'Nuclear' Urbanism Re-Scaled
Both empirically and conceptually this endeavor rests on my four years engagement in the Laboratory of Critical Urbanism (European Humanities University, Vilnius) ongoing participatory research, educational and soft planning projects in Visaginas, a town built from scratch in Soviet Lithuania in the 1970s and 1980s to serve Ignalina Nuclear Power Plant (INPP). In 2009 the INPP was decommissioned due to one of the conditions for Lithuania to join the European Union. Today in both technological and institutional terms, Visaginas is a transforming former USSR Ministry of Medium Machine Building corporate town. Ignalina Nuclear Power Plant is in process of being dismantled, and still serves as the main employer and meaning-giving technology.
The Laboratory of Critical Urbanism research, which started in 2015, is focused on Visaginas transformation after interruption of the INPP, and hence after the town’s disconnection from the ‘nuclear’ technical and institutional network, centrally planned from Moscow and Leningrad. Since 2016 Laboratory of Critical Urbanism research is guided by the notion of ‘knowledge infrastructure’ and is realized in applied fashion of action research and educational workshops to elaborate a new concept for Visaginas public library. EHU LCU activities in town included two workshops Visaginas – Cultures of Shrinking (2015) and Infrastructure, Sovereignty and Urbanity in the Baltic Region (2016). Besides, those activities included four DAAD funded applied Summer Schools – Sources of Urbanity of Former Mono-Functional Towns (2015, 2016) and Re-Tooling Knowledge Infrastructures in a Post-Nuclear Town (2017, 2018).
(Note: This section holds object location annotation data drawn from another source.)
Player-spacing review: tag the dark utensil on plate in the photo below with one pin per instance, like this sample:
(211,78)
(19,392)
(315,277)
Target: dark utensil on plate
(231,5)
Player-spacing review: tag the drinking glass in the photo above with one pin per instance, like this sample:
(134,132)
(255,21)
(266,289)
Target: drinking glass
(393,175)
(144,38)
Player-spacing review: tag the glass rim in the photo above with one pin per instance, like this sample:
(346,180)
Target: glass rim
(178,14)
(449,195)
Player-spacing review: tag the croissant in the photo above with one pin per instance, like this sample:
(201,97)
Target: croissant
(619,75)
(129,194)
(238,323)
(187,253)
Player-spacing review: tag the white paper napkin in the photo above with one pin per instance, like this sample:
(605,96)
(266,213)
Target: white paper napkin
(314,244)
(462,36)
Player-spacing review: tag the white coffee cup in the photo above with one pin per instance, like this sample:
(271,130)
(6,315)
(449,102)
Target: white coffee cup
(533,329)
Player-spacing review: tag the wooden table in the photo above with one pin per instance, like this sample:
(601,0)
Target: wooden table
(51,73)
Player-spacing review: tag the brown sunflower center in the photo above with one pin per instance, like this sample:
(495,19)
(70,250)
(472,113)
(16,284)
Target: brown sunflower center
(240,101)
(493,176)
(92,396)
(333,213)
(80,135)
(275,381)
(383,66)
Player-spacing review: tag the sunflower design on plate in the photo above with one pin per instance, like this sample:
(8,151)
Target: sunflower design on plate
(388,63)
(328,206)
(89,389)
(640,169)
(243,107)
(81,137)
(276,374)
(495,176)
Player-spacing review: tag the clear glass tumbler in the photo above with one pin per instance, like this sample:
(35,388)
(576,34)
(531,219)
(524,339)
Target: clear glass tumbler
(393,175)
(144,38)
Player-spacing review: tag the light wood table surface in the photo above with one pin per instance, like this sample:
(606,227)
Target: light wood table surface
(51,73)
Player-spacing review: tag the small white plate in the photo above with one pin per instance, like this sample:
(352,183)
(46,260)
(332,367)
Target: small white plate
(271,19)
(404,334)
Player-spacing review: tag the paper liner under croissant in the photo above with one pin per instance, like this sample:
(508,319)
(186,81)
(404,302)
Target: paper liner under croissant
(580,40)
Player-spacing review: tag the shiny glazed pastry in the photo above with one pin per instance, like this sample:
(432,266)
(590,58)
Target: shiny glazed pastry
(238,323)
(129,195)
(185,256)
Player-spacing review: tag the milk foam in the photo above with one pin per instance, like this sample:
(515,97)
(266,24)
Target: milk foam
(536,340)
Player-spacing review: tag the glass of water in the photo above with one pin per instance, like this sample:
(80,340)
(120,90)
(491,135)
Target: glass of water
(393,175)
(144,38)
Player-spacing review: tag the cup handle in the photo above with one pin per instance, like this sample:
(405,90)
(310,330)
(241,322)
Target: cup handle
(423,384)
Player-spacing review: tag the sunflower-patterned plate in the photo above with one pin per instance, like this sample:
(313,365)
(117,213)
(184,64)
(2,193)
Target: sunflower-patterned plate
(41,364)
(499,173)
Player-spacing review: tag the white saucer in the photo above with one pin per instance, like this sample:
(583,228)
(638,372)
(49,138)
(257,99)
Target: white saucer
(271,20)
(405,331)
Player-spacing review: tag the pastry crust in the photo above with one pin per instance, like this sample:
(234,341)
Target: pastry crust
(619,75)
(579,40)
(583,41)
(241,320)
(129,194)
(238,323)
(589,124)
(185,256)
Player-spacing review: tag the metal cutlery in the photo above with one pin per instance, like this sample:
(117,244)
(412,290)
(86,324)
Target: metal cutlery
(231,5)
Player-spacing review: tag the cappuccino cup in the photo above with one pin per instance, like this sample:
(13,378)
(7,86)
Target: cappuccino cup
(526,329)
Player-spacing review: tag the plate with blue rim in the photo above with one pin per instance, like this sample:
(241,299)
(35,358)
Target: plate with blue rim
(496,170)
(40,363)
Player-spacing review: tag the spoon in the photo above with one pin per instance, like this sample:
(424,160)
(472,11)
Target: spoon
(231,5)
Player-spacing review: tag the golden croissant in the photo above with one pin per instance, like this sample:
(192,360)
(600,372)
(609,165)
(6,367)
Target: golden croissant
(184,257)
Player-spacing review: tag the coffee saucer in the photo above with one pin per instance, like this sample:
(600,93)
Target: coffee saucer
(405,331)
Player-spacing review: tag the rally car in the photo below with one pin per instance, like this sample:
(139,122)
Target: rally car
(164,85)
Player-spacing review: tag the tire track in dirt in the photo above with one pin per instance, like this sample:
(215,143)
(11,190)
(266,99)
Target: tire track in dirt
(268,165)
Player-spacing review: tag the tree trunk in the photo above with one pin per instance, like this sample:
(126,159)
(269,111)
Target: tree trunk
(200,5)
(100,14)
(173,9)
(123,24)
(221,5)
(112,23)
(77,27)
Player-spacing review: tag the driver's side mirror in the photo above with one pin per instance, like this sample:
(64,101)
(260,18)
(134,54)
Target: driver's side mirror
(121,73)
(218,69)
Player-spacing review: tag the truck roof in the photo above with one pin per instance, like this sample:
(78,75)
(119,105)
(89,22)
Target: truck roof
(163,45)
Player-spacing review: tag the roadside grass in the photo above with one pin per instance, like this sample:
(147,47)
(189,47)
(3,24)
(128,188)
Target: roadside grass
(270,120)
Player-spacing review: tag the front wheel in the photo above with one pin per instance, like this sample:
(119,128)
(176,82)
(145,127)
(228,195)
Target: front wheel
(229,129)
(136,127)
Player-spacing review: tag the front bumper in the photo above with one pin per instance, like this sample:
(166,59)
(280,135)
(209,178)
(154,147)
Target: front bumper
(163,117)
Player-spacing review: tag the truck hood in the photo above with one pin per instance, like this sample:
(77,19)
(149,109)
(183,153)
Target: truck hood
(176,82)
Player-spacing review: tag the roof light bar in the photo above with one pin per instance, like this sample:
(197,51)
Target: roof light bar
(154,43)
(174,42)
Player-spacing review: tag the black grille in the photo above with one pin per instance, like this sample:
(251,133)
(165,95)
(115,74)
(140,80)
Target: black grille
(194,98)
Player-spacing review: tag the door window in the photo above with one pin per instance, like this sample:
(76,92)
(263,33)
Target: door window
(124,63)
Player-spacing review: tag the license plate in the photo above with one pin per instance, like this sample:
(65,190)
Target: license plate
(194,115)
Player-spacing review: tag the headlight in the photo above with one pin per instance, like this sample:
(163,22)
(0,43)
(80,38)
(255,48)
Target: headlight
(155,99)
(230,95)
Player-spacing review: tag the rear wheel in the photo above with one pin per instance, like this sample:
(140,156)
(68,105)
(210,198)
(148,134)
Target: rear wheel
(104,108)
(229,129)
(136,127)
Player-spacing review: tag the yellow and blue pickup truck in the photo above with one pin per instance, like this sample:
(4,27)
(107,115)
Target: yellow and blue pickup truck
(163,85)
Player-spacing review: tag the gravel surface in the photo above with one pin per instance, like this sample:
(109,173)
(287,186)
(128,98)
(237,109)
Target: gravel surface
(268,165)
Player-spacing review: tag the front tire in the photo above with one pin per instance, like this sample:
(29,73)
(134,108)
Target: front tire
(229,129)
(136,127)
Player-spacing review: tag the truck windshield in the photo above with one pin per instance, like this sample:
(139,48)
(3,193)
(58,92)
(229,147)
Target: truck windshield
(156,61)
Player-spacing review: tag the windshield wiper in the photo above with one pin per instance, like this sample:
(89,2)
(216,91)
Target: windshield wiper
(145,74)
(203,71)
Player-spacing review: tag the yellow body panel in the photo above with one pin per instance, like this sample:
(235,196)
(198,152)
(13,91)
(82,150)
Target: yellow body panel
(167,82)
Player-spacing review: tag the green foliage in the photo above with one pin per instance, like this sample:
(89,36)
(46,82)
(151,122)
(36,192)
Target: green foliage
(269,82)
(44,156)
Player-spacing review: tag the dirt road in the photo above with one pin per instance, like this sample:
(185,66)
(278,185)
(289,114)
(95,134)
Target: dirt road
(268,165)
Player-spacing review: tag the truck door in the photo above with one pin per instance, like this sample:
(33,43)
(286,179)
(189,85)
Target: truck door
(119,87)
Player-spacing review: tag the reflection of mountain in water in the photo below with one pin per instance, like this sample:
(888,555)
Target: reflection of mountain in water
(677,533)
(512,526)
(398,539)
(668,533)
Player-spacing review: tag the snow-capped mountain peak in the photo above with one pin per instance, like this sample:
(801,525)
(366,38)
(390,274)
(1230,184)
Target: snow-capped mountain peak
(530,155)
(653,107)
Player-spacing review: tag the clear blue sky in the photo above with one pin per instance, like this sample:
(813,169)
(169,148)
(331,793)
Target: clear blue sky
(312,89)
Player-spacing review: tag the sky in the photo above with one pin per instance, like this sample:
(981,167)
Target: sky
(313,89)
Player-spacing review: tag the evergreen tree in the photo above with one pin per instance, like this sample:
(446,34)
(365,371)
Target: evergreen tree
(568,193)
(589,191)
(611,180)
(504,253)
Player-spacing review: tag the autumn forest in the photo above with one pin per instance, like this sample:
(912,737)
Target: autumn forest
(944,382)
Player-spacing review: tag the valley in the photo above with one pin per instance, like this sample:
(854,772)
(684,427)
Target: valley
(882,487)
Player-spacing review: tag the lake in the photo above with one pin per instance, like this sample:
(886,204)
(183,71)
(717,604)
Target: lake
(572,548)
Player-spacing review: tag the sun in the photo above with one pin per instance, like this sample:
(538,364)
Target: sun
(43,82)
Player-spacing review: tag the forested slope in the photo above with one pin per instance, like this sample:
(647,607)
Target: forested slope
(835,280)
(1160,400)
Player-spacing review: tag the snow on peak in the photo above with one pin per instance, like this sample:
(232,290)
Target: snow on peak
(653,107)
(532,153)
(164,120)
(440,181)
In the context of CityIndustries Network I am going to work with the question of whether post-Soviet ‘nuclear’ towns constitute a particular mode of urbanization amongst other cases of Soviet industry led urbanization. I am going to discuss a peculiar role of the Soviet ‘nuclear’ Ministry of the Medium Machine Building (MMMB, Sredmash) in creating isomorphism between town’s nuclear power, population, and welfare in the broader network of multiple Soviet ‘nuclear’ sites. And, further, to mobilize recent approaches to and discussions of the notion of knowledge infrastructure (Edwards) in order to identify empirical registers and formats of this isomorphism after the ‘rupture’.